Augmenting Offline Reinforcement Learning with State-only Interactions
This addresses a practical challenge in reinforcement learning for domains like simulators or cyber-physical systems where rewards are hard to obtain, offering an incremental improvement over existing methods.
The paper tackles the problem of reinforcement learning when only state observations are available during online interaction, without reward feedback, by augmenting offline data with high-return trajectories generated via conditional diffusion models and stitching them together. The result is superior empirical performance over state-of-the-art data augmentation methods adapted for this setting.

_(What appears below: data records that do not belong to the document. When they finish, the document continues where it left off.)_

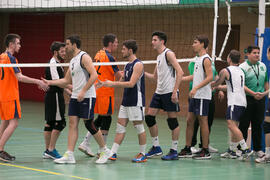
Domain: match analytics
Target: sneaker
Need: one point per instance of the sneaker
(194, 149)
(44, 155)
(52, 154)
(4, 156)
(68, 158)
(229, 154)
(203, 154)
(113, 157)
(263, 159)
(85, 148)
(154, 151)
(139, 158)
(185, 153)
(104, 156)
(245, 154)
(212, 149)
(259, 154)
(172, 155)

Batch offline data have been shown considerably beneficial for reinforcement learning. Their benefit is further amplified by upsampling with generative models. In this paper, we consider a novel opportunity where interaction with environment is feasible, but only restricted to observations, i.e., \textit{no reward} feedback is available. This setting is broadly applicable, as simulators or even real cyber-physical systems are often accessible, while in contrast reward is often difficult or expensive to obtain. As a result, the learner must make good sense of the offline data to synthesize an efficient scheme of querying the transition of state. Our method first leverages online interactions to generate high-return trajectories via conditional diffusion models. They are then blended with the original offline trajectories through a stitching algorithm, and the resulting augmented data can be applied generically to downstream reinforcement learners. Superior empirical performance is demonstrated over state-of-the-art data augmentation methods that are extended to utilize state-only interactions.